Harry Belafonte, the man who more than anyone brought calypso to the masses, died in April. His 1956 alum, titled simply Calypso, was the first LP to sell a million copies—and that is only the first million it sold. To say the music had mass appeal is an understatement; anyone who dreamt of warmth or rest, or boat drinks at the end of the day could enjoy that groove. For those who wanted to dig deeper there was a whole culture to explore.
Belafonte by no means introduced the music though, there were already a few calypso stars, particularly in New York with its large West Indian immigrant community. Beyond calypso, dreams of an island paradise had been circulating among cold weather Yanks since the annexation of Hawaii at the dawn of recorded sound. Cuba still had legal booze during prohibition and in the postwar years was a tropical paradise within reach of a growing middle class. Waves of rhythmic fads with Carribean or Latin origins washed up on the mainland as the 20th century progressed. Those waves haven’t really stopped to this day, but there is a 1950s moment when music met a certain aesthetic of umbrella drinks, summer clothes, and dancing by the pool, that positive energy of being delightfully tacky, has solidified in the public mind. It is that moment frozen in time that Charlie Halloran and his Tropicales capture so well.

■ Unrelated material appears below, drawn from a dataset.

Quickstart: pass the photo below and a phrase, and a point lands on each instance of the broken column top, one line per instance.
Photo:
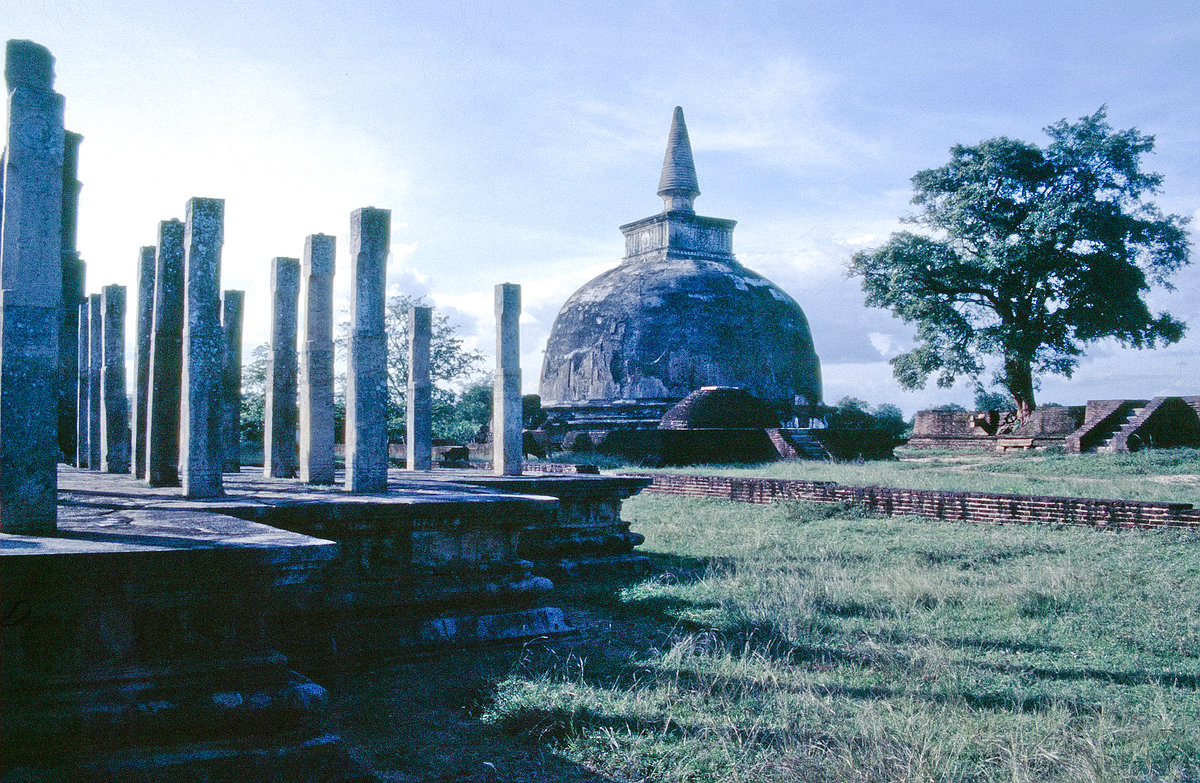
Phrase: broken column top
(28, 64)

In New Orleans, the northernmost city of the Caribbean, interplay with the music of the islands had been ongoing since the Haitian Revolution of 1791. The various musics of the islands share a lot with New Orleans jazz, a celebratory energy, a basis in brass band music that allows polyrhythmic freedom—Morton’s Spanish tinge. They developed concurrently from many of the same social pressures and musical roots. It’s natural for the young jazz musicians of New Orleans to take a deeper dive into these adjacent forms. More than a few of today’s brass players actually started in ska bands before catching the jazz bug.
Charlie Halloran plays trombone for a number of the best trad bands in New Orleans, notably the Shotgun Jazz Band, but the list is endless. When you need a sliphorn you call Charlie. He did, and maybe still does, have a trad band of his own, but since a 2017 album of biguines recorded to 78 RPM his concentration has been on the music of the Carribean and he has regular gigs with his group the Tropicales. Before this album they released an ambitious concept album recreating the music aboard cruises run by the Alcoa Steamship Co. out of New Orleans in the 1950s. His latest, Shake The Rum, gives 11 calypsos and biguines a New Orleans treatment.
The band includes Charlie Halloran, trombone; Tomas Majcherski, saxophone; John Maestas, guitar; Joshua Starkman, guitar; Pete Olynciw, bass; Doug Garrison, drums; Cesar Bacaro, percussion. There are guest vocals from Jimbo Mathus, John Boutte, and St. Louis Slim on a total of four vocal tracks. All three of the guest vocalists are perfect for the music, John Boutte in particular has a well deserved respect in New Orleans, he may even be the current voice of the city. He makes “Dorothy,” which is musically straightforward, a radio-ready summer hit, at least for WWOZ. St. Louis Slim isn’t the most obvious name for a calypso singer but he makes “Barbados” a sparkling moment. Jimbo Mathus doesn’t look like a calypso singer, more like a pirate, but he has the delivery down.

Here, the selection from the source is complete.